If you ever wondered what one of the decidedly bizarre sketches that tend to get the final slot of the week on SNL might be like if it was expanded to 95 minutes, this is probably as close as you will ever come.
And yet, no matter how messy and ungainly it is, I have to confess that I kind of enjoyed Nothing But Trouble when I saw first saw it during its extremely brief theatrical run, and still liked it enough during a recent rewatch. For starters, the film is undeniably a triumph of production design, especially once the action shifts to the Valkenheiser home, which is so crammed to the gills with bric-a-brac that it feels like one of those Mad Magazine pages where the gags literally extend past the panels and into the margins. There are a number of throwaway gags that I found funny, such as the electric train at the dinner table that dispenses condiments while playing “Wabash Cannonball,” to the revelation of what really happened to a certain one-time Teamsters boss. There is a delightful non-sequitur sequence in which hip-hop group Digital Underground (including an impossibly young Tupac Shakur) face the Judge but win favor after performing “Same Song” in his court.
While Chase is a pain and Moore is largely a non-entity, Candy manage to take the hoariest gag imaginable—a guy dressed as a woman—and gets some genuine laughs out of it. Likewise, Aykroyd is clearly having a grand time as the Judge, and, even despite the cuts and meddling, this film is clearly a product of the same unique sensibility that fueled so many memorably off-kilter SNL sketches back in the day. Rather than just make a formulaic comedy that would have been an easier sell, and which might have furthered his cinematic ambitions, he decided to shoot for the moon on a scale rarely granted to a first-time filmmaker. He may have ultimately struck out, commercially speaking, but based on the evidence, he sure went down swinging.
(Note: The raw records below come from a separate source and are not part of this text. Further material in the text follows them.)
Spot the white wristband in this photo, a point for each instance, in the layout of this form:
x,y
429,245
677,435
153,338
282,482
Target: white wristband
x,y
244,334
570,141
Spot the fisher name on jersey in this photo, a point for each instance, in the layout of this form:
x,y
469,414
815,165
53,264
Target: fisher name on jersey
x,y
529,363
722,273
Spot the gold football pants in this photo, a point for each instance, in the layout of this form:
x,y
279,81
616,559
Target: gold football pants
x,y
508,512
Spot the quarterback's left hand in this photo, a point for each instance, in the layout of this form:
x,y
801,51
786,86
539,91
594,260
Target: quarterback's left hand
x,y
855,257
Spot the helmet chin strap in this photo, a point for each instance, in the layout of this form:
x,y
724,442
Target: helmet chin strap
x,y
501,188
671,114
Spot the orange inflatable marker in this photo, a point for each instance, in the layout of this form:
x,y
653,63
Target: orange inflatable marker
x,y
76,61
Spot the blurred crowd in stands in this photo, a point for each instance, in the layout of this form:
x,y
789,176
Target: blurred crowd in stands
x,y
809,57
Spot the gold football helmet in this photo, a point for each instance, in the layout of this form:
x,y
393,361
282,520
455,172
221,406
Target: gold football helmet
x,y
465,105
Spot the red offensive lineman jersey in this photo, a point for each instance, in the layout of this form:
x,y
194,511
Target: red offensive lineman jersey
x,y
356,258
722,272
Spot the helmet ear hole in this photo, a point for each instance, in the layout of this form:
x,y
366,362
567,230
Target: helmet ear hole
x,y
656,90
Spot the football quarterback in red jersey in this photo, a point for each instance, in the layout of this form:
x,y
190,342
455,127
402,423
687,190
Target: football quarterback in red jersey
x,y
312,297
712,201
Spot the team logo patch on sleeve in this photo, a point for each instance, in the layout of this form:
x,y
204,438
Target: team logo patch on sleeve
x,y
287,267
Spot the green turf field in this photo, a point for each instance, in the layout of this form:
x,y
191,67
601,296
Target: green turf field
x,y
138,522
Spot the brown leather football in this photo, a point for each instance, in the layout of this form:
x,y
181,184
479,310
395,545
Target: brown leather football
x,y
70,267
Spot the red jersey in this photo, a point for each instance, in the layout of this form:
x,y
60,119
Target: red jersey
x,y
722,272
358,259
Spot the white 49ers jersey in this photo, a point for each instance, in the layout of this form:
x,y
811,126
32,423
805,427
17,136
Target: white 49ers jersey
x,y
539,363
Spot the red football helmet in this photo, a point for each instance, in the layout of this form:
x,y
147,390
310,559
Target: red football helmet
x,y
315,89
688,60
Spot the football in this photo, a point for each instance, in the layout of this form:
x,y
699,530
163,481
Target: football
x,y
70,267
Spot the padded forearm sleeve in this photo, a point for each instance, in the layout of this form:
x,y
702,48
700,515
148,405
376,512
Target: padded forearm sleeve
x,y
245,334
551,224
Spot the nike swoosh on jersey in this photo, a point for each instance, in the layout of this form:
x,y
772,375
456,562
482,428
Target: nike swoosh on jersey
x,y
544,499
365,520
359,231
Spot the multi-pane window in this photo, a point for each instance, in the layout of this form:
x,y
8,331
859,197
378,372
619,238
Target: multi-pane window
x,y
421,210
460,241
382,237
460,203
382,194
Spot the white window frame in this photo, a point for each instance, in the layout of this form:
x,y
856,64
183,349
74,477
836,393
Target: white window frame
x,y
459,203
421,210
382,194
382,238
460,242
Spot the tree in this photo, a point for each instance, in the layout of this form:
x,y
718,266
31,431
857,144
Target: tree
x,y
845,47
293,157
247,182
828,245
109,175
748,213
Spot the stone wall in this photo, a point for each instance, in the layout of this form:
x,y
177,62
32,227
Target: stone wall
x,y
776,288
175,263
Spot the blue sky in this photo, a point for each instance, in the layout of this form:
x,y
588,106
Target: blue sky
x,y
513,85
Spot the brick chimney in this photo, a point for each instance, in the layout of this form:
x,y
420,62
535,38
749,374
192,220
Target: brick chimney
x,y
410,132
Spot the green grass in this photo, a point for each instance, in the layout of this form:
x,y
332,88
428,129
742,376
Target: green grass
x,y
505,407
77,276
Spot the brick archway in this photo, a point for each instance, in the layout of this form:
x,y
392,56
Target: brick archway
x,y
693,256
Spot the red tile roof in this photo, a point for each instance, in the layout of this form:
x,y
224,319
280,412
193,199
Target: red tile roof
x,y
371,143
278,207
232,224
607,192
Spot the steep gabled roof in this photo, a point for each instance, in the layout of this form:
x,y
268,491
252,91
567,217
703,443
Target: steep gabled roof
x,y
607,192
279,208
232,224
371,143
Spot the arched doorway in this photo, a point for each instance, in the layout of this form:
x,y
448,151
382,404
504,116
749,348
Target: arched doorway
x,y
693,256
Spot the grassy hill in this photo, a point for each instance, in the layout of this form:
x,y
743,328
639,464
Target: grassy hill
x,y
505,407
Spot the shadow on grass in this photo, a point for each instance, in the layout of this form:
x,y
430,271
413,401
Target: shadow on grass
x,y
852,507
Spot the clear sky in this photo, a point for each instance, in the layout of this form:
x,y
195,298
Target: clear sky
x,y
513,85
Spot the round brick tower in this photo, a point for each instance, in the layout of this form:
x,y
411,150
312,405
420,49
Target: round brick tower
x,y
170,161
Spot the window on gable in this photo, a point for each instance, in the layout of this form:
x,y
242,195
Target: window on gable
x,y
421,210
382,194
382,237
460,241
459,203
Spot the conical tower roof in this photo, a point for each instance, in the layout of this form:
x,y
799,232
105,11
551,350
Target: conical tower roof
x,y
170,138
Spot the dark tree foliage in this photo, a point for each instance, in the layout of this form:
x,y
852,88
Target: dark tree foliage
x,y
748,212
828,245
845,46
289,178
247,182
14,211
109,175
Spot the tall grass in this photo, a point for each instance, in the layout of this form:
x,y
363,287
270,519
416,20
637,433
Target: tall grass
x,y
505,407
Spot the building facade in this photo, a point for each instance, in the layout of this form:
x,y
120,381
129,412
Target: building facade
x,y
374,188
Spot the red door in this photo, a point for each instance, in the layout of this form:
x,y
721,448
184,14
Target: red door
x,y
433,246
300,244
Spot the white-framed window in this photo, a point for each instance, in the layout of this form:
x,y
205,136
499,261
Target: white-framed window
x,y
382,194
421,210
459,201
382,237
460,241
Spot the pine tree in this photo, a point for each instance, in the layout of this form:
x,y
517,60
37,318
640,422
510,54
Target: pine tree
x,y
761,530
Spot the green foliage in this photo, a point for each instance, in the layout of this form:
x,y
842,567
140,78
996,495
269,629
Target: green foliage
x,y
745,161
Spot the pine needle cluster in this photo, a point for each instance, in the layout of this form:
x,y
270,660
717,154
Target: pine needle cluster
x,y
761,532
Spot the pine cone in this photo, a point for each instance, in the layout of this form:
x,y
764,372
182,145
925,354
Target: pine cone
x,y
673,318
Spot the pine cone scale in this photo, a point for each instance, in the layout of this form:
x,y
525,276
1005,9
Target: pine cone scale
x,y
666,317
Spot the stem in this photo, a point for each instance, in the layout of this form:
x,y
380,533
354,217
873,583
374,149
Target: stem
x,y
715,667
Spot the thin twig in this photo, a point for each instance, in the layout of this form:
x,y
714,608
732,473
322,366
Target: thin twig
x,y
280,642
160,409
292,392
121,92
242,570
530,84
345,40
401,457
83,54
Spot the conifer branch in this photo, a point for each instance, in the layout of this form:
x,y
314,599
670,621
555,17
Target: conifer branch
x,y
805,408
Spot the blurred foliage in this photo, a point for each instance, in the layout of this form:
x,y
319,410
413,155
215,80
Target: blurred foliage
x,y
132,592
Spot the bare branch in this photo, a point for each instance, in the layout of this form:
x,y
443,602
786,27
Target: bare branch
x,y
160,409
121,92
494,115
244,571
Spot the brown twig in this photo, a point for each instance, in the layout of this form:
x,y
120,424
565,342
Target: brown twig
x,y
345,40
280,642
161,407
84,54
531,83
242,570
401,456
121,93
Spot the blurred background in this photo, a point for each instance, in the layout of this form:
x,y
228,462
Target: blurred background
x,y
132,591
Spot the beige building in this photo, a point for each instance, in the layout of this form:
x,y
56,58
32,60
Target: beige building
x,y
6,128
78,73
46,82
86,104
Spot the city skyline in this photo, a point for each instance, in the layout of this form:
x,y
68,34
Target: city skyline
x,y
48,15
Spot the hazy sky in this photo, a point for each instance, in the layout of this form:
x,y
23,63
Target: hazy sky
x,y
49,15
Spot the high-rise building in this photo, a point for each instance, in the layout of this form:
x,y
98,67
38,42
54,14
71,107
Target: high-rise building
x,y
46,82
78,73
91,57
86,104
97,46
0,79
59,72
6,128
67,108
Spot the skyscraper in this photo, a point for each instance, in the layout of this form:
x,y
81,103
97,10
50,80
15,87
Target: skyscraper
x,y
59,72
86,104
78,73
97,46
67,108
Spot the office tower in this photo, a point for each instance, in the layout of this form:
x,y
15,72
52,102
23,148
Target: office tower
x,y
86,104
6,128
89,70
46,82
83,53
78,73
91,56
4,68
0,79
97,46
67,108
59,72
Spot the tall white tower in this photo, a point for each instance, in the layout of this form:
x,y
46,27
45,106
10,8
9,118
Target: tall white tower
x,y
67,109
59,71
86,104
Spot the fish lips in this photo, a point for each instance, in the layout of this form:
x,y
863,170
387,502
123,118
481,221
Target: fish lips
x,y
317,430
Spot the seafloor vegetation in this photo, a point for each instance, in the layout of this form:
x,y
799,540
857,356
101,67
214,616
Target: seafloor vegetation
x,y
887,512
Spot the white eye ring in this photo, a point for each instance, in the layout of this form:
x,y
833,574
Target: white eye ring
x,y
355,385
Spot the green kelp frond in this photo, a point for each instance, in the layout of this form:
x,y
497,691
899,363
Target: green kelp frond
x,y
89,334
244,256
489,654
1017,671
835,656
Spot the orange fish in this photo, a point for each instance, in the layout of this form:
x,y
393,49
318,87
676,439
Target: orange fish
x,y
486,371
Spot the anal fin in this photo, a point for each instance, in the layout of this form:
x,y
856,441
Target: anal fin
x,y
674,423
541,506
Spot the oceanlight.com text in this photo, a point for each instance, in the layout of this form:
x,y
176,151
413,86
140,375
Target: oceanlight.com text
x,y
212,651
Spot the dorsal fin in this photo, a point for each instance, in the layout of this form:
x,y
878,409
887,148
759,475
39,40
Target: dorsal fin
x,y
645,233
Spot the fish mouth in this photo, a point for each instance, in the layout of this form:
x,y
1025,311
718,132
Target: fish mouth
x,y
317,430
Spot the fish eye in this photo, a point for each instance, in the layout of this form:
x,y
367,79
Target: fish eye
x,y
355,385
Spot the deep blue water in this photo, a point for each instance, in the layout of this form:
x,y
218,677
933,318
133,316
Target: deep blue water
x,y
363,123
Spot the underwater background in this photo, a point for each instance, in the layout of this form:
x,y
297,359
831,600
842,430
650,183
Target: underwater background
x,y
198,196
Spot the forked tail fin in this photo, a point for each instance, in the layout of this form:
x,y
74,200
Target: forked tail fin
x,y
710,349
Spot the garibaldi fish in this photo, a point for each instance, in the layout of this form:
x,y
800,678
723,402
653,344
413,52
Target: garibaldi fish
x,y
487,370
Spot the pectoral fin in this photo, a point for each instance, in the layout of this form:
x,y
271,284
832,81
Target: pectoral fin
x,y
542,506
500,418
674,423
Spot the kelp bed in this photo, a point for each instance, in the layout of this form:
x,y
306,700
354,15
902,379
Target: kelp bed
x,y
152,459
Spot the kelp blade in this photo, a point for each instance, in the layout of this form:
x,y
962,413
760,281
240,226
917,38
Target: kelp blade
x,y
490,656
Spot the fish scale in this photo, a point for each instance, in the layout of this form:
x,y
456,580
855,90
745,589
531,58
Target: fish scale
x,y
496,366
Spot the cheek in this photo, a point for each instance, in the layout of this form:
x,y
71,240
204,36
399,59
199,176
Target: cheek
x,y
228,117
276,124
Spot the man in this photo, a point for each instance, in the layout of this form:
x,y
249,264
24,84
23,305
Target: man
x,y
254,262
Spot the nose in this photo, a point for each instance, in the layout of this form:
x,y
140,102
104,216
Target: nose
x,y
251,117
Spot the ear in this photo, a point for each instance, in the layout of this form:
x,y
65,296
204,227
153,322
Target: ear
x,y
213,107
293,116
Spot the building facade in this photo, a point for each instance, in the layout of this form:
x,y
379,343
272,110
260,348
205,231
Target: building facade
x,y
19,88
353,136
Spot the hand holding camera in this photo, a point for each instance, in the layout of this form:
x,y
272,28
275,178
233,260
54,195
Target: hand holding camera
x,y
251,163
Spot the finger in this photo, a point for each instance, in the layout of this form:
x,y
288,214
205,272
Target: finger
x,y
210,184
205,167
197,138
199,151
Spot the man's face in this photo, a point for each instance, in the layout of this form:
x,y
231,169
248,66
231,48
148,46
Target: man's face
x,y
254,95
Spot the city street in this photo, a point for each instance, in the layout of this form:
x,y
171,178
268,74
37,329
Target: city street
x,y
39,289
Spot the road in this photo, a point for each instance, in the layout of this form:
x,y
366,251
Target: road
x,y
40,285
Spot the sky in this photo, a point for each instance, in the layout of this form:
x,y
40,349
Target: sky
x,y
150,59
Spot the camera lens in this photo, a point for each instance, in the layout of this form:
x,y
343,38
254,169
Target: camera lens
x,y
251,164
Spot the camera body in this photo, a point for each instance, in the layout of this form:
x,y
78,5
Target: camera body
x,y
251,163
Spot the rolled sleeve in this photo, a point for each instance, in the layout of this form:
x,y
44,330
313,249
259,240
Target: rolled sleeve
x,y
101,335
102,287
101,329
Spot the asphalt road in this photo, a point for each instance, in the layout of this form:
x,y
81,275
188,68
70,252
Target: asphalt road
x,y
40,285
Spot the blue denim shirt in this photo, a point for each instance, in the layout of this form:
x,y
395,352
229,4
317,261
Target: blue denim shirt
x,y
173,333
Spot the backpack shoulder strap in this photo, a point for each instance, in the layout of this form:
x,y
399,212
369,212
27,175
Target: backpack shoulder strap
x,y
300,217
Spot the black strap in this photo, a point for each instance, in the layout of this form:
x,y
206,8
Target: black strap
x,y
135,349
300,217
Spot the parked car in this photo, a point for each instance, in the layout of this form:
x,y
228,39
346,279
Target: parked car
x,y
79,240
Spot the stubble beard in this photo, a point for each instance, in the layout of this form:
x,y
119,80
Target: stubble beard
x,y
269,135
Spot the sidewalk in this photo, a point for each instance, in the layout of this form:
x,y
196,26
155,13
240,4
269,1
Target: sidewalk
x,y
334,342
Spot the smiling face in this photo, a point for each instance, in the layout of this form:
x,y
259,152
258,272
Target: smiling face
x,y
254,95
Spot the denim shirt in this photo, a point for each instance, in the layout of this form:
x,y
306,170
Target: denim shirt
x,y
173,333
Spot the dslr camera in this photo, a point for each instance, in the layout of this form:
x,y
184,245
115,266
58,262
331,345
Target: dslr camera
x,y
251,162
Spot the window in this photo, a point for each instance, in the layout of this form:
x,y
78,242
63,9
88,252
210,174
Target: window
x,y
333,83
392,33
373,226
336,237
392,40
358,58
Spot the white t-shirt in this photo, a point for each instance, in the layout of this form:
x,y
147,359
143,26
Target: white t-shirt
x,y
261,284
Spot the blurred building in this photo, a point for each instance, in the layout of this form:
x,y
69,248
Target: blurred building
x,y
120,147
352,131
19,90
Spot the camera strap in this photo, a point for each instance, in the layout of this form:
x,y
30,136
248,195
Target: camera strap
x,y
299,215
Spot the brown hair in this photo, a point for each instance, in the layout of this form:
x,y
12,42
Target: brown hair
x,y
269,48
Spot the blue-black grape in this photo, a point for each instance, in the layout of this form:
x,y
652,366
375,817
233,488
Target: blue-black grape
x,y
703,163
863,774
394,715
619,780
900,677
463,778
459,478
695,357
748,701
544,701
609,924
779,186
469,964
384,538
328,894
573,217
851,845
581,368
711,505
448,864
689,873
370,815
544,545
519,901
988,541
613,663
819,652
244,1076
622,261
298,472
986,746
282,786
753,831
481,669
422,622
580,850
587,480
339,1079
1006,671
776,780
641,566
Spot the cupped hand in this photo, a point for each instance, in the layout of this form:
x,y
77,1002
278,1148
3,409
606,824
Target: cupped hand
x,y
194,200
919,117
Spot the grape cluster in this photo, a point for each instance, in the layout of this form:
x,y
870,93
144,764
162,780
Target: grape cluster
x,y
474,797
When Nothing But Trouble was released, the results were catastrophic: critics hated it and audiences flocked to its chief new competitor at the box-office that weekend, a little thing called The Silence of the Lambs. Ironically, Moore—who was just hitting superstar status at the time—was the only one who came out completely unscathed. After this one tanked, Chase’s days as a leading man were numbered, and Aykroyd would never get another opportunity to direct.
Nothing But Trouble is a true misfit movie, and even though I harbor an undeniable affection for it, I’m not sure that I would make a point of recommending it to anyone unless I knew them and their tastes fairly well. That said, I have seen any number of SNL-inspired comedies over the years that are so tired, boring and unfunny that merely sitting through them is a struggle. This one, on the other hand, is a shot of pure weirdness that is so far off the beaten comedic path that it does exert a strange fascination that cannot be denied. You may love it or hate it but either way, you won’t forget it.
BTW—it will always be Valkenvania to me.